HMRC has announced an Offshore Disclosure Facility for individuals who may have paid an incorrect amount of tax in the UK. The facility makes provision for reduced penalties on any tax due.
Should you wish to apply under this facility, notification needs to be made to HMRC by 22 June 2007, with any payments due being made by 27 November 2007. Details of this scheme are available at www.hmrc.gov.uk or by contacting HMRC directly on 0845 302 1401 (international +44 1506 476 094)
HMRC has promised to take serious action against all who fail to use the Offshore Disclosure Facility, to come clean. Considering the amount of information HMRC now has about offshore bank holders, it would be foolish to believe that you could continue to hide from the taxman.
If you are now an expatriate but your bank still has your UK address, your information has been passed on. If you have not been a UK resident for the last six years, you would not be liable for UK income tax but you would need to prove this to HMRC. And under the exchange of information provisions, any information obtained by HMRC will be passed over to your overseas tax authority.
You should speak to your financial adviser immediately, if you are unsure about whether you should make a disclosure or not. You need to notify HMRC by June 22, so there is very little time left.
Penalties
Under the Offshore Disclosure Facility, penalties are reduced to just 10 per cent (from 30 – 100 per cent). Maybe more importantly, making a disclosure allows those who have not made a full declaration to wipe the slate clean now, before the taxman eventually catches them when the penalties will be severe. Remember, it could be your beneficiaries who have to face a tax investigation in the future.

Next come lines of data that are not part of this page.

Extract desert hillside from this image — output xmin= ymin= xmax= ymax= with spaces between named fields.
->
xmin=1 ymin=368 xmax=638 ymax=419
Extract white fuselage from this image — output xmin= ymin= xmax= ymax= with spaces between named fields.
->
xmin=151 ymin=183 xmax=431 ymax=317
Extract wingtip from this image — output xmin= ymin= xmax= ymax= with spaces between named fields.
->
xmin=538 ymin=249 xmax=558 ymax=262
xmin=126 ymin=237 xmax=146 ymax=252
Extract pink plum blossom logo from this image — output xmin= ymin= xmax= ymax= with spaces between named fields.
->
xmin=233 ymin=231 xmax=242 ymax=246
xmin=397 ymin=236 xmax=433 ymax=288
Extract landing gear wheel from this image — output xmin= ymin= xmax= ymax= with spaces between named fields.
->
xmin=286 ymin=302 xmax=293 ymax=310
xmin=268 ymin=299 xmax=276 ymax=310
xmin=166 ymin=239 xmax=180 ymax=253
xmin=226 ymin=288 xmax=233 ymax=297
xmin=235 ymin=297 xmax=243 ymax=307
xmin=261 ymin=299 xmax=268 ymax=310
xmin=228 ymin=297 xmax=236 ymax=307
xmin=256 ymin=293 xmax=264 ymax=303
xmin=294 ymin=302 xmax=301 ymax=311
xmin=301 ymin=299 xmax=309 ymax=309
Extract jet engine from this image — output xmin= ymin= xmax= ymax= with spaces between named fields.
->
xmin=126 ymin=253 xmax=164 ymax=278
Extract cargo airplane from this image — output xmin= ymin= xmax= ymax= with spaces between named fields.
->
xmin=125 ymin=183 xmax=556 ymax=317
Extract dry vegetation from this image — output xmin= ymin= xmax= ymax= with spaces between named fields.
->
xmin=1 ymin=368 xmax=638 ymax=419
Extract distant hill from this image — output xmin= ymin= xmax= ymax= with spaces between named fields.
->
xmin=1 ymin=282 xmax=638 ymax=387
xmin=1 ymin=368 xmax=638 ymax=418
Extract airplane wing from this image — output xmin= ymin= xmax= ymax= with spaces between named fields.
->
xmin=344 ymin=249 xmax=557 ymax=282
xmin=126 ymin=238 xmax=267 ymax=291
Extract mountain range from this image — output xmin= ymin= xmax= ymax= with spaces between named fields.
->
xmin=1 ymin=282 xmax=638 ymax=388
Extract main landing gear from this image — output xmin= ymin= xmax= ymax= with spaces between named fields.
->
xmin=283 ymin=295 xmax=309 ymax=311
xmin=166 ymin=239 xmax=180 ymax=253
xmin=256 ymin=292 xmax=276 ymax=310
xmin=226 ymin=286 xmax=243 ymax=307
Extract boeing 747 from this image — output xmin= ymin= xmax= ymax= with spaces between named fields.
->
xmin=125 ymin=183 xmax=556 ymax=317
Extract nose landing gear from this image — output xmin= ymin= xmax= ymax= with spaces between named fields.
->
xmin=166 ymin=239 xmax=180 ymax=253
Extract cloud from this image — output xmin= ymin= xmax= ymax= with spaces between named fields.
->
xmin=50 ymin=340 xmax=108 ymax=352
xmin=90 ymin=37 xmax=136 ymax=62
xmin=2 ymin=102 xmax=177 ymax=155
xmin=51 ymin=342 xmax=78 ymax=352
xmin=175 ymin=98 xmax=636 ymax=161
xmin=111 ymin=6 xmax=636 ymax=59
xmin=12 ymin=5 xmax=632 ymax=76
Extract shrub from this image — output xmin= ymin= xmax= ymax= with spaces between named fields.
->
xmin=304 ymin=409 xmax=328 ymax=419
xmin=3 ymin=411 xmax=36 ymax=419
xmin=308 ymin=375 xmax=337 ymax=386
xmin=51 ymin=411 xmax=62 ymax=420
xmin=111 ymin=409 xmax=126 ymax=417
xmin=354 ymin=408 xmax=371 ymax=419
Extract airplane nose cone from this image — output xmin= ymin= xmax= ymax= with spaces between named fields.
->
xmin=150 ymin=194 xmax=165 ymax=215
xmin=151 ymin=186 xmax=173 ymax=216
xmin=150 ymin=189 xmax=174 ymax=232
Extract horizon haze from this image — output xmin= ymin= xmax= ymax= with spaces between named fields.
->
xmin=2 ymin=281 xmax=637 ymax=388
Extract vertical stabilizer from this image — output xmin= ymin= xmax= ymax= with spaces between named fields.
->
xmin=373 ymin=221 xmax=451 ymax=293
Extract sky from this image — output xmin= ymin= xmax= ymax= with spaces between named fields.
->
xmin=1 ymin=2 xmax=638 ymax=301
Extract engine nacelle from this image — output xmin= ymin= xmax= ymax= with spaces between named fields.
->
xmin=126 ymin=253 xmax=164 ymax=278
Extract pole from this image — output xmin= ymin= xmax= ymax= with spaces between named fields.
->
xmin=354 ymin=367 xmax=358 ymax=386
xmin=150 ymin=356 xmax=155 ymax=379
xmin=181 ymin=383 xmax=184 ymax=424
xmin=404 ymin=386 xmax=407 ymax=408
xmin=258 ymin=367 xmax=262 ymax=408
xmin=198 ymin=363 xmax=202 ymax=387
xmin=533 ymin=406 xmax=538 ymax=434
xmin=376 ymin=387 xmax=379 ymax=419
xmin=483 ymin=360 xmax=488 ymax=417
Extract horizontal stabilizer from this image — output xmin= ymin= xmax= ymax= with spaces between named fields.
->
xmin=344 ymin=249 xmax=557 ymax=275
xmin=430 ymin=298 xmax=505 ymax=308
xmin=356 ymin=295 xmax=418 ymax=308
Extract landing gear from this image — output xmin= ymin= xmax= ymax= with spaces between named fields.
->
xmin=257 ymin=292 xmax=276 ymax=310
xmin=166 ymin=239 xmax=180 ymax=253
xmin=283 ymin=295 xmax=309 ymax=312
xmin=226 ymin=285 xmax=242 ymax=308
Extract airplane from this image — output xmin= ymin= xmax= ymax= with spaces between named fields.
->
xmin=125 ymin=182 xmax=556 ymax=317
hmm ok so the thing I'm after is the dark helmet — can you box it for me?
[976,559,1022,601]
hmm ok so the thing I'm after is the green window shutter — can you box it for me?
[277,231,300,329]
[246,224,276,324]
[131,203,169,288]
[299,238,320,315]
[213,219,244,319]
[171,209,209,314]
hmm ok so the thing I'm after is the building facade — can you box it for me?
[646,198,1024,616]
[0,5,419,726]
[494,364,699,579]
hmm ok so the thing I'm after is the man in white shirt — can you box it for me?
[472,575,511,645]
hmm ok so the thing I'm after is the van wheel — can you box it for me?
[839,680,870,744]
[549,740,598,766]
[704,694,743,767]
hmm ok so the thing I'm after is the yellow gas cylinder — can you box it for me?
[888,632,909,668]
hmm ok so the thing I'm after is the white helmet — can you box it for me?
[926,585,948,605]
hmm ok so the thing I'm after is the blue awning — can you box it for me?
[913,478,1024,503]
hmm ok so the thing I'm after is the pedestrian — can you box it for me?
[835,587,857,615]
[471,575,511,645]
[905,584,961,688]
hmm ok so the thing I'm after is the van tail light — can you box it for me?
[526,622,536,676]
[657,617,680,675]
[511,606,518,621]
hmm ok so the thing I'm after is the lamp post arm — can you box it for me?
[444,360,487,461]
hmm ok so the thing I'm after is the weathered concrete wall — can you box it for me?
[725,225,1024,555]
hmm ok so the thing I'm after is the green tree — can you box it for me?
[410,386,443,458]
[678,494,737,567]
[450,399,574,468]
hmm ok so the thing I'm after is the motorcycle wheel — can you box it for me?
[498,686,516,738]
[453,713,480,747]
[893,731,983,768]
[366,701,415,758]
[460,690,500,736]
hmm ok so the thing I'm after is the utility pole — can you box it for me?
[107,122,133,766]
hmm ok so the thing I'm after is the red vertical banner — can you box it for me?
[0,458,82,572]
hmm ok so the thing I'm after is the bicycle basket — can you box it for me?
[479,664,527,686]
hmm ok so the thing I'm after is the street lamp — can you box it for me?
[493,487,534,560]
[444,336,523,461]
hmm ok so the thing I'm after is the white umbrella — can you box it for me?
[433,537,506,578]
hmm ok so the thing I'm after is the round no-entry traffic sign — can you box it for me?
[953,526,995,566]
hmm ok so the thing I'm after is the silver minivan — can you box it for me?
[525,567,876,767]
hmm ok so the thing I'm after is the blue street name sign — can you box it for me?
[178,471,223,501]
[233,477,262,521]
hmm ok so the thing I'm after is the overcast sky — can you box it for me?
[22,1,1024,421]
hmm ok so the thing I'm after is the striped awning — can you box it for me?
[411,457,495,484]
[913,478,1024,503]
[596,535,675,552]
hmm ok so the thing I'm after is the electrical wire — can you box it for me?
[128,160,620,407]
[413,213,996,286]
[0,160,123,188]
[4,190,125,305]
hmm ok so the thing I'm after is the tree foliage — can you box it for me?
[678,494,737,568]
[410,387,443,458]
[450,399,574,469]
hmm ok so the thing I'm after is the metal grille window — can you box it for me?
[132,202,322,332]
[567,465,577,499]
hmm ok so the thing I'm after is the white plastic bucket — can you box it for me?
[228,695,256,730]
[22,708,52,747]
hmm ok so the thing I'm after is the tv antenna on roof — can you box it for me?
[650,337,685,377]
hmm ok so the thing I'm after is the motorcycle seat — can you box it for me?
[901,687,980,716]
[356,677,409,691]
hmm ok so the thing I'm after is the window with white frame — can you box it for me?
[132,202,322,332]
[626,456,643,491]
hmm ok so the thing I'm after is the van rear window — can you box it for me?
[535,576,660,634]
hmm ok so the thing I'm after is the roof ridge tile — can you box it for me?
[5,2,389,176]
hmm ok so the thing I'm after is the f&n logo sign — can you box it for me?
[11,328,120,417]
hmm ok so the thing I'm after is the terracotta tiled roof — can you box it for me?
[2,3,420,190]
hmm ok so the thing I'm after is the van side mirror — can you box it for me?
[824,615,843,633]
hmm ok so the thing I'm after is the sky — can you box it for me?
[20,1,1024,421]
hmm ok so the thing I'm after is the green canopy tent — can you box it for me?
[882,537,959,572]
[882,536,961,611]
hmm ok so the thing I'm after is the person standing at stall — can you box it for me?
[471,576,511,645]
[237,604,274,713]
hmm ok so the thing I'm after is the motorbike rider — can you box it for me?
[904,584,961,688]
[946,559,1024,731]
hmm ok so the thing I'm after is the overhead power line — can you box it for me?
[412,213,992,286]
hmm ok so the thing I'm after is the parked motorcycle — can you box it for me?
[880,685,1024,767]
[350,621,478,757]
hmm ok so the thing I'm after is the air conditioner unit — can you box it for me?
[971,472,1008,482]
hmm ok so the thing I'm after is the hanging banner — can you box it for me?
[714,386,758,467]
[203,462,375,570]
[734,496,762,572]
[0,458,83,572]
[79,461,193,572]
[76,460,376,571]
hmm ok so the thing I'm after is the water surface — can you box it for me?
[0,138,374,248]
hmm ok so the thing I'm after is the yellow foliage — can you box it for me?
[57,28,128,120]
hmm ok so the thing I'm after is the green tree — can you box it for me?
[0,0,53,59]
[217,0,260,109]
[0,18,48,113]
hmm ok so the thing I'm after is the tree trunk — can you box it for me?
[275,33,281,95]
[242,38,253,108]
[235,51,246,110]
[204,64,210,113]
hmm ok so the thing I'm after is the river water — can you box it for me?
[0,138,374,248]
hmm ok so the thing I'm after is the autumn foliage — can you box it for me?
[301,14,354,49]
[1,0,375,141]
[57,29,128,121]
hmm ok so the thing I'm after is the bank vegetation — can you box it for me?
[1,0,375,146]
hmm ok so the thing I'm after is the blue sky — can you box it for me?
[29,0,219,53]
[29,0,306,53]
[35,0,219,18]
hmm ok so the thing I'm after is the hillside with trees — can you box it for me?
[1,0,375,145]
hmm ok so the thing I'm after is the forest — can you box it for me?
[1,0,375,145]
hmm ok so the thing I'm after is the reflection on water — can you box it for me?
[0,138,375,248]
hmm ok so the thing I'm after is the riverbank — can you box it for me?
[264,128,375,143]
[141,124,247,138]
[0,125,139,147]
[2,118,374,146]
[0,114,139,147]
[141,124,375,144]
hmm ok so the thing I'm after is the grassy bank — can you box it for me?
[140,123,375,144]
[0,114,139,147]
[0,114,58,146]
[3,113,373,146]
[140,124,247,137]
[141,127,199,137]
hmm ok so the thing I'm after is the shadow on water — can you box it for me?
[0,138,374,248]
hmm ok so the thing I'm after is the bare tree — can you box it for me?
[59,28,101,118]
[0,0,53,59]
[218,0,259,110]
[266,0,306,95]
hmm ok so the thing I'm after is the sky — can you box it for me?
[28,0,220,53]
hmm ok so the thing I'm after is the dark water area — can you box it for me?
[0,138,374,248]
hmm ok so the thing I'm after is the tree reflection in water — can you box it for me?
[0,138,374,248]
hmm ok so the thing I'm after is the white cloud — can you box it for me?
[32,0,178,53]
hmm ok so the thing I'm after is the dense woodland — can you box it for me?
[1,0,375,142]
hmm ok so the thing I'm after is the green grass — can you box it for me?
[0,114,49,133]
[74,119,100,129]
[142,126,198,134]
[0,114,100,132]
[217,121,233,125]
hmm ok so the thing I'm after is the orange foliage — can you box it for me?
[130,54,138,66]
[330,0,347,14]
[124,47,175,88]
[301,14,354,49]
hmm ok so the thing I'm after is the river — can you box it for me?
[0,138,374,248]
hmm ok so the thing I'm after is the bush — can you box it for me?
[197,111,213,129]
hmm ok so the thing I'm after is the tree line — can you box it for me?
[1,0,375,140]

It is legal to use an offshore account but illegal to fail to declare the interest earnings on your annual tax return. Paying the withholding/retention tax applied by Jersey, Guernsey and Isle of Man is not the same as declaring the income for tax. Failing to mention your offshore interest because you have already had tax deducted at source is still tax evasion. You need to declare these earnings regardless and possibly pay the difference to your local tax authority.
Introduction
HMRC has recently obtained information about holders of offshore accounts from a number of banks and has obtained similar details through the European Savings Directive.
There is nothing wrong with holding an offshore account as long as you pay any tax due on the money deposited in it, and on the interest from it. If you have done this you do not need to use the Offshore Disclosure Facility.
We want to encourage those with unpaid tax and duties to pay what they owe. Therefore, we are introducing the Offshore Disclosure Facility to help them get their tax affairs up to date.
Scope of the Offshore Disclosure Facility
The facility is open to those who hold or have held an offshore account, either directly or indirectly, that is in any way connected to a loss of UK tax and/or duty.
For a limited period you can come forward and make a full disclosure of all undeclared liabilities, not just those connected with an offshore account. You can make a personal disclosure or one on behalf of an other.
There are two stages to the process: notification and disclosure
Stage 1 - Notify your intention to disclose. Stage 2 - Make your disclosure and payment. Further information can be found in the FAQs.
- You need to be aware of the key dates.
- You should read and understand the terms of this facility.
Both notification and disclosure can be made online. You can also make your notification by telephone or post and the disclosure by post.
What happens after disclosure and payment?
We will acknowledge your disclosure and payment and will let you know by the 30 April 2008 if your disclosure has been accepted.
If you choose not to disclose
At the end of the notification period, HMRC will target those with offshore bank accounts and undeclared tax liabilities who have chosen not to come forward to make a disclosure.